Owl, PicPac and XNN are three tools I wrote to make image-related model training easy.

Owl: a web UI for efficient image annotation.
PicPac: PicPac is an image database and streaming library that preprocess the images and feed them into a deep learning framework. PicPac supports Caffe (fork), MxNet, Nervana, Theano and Tensorflow.
XNN: a C++ wrapper that provides a unified prediction interface to all common deep learning frameworks, including Caffe, MxNet, Tensorflow, Theano and other Python-based frameworks.
(Caffe fork with PicPac support)

The goal is to create a model that will detect and localize a target object category within images. We will use a toy dataset for car plate recognition for illustration.

================

$ git clone https://github.com/aaalgo/owl
$ cd owl
$ # Download the dataset
$ wget http://www.robots.ox.ac.uk/~vgg/data/cars_markus/cars_markus.tar
$ mkdir images
$ cd images
$ tar xf ../cars_markus.tar
$ cd ..
$ # create database
$ ./manage.py migrate
$ # import images into the database
$ find images/ -name '*.jpg' | ./manage.py import --run
$ # start the annotation server

Before starting the annotation server, we need to adjust a couple of parameters in the file owl/annotate/params.py

ROWS = 2        # <-- images rows / page
COLS = 3        # <-- images / row
BATCH = ROWS * COLS
POLYGON = False     # set to True for polygons
VIEWED_AS_DONE = False  # see below

$ ./run.sh

The URL of the annotation UI is http://HOSTNAME:18000/annotate/.

The UI is designed to minimize hand movements and therefore maximize efficiency. The following design decisions were made:

A bounding box is automatically saved by AJAX when created.
Refreshing page loads the next batch of examples.

The annotation process finishes when all images are annotated/viewed. The VIEWED_AS_DONE parameter controls the behavior whether an image viewed should be considered annotated even when no annotation is added. Set the value to True if it is know that images without positive regions exist. If the value is set to False and no annotation is made to an image, it will be shown again when all other images are done.

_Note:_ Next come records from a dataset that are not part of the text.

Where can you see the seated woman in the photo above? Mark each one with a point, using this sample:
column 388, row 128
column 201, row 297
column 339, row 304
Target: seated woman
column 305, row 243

After annotation is done, or sufficient number of annotations are collected, the images and annotations can be exported to a PicPac database by

$./manage.py export db

The file db then contains all the information needed for training.

PicPac Database

A PicPac database contains images and labels/annotations. The annotation produced by Owl is the same format used by Annotorious. Actually Owl uses an extended version of Annotorious. Below is a sample annotation:

{'shapes': [{u'geometry': {u'y': 0.5912162162162162, u'x': 0.6049107142857143, u'width': 0.10491071428571429, u'height': 0.08277027027027027}, u'style': {}, u'type': u'rect'}]}

PicPac provides a web server for viewing the content of a database.

$ picpac-server db
$ picpac-server db
WARNING: Logging before InitGoogleLogging() is written to STDERR
I0901 22:52:20.280788 29210 picpac-server.cpp:146] listening at 0.0.0.0:18888
I0901 22:52:20.281389 29210 picpac-server.cpp:148] running server with 1 threads.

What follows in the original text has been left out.